What's that? The ratings and the advertising revenue are off the charts?

Oh, okay.

Leave it to us to put a price on what was once priceless.


Tuesday, December 15, 2015

Warning!

We at The Square Peg wish to refute a terrible and misleading rumor.

To wit, tonight's Republican debate is not—repeat not—going to be carried on the Cartoon Network.

It will be broadcast, as originally scheduled, on CNN.

This rumor not only undermines the solemnity of the political electoral process, but of the candidates themselves. And as we hasten to point out, that is our job.

Thank you and have a pleasant evening.

Wednesday, December 9, 2015

300 Million Guns Can't Be Wrong—Can They?

The French writer Jean-Baptiste Alphonse Karr is credited with coining the phrase “The more things change, the more they stay the same.”

After a century, a decade and a year of unrivaled carnage, we in America are still debating why gun violence happens so often here and so seldom in the rest of the first world.

Mine is admittedly an uninformed, off-the-cuff, left field guesstimate, but I kind of think it might be the guns.

The security experts in the NRA keep telling us America's problem isn't the three-hundred million guns coursing through our national bloodstream, it's the billions of guns that aren't. 

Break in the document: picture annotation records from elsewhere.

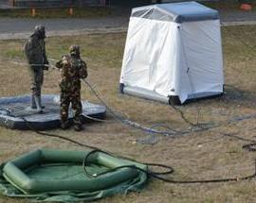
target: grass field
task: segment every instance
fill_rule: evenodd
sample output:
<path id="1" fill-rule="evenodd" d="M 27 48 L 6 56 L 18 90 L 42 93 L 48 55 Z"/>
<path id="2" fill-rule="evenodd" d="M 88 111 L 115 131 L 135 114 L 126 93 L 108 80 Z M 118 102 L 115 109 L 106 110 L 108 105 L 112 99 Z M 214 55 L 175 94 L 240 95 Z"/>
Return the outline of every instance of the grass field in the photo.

Yes, despite what you see on the network news and on the Internet, America suffers from a gun deficiency.

Despite being oh-so-close to the one-gun-per-person ideal advocated by the NRA, America remains the most dangerous first world country on Earth. 

How can this be?

The experts need a re-think.

Allow them a sabbatical and some time to do some serious woodshedding, and they will emerge to inform us that no, the optimal ratio which will ensure America's safety is actually two to one.

Given still-more time, a mounting pile of bullet-riddled corpses and stubborn, unanswered questions and they will again retreat and again emerge.

This time they will explain that their critical error was in leaving one hand unarmed; that it is the one gun per hand model which will finally keep America safe and secure.

And despite the evidence all around us to the contrary, we will believe them.

Even past the point of there being anything to protect.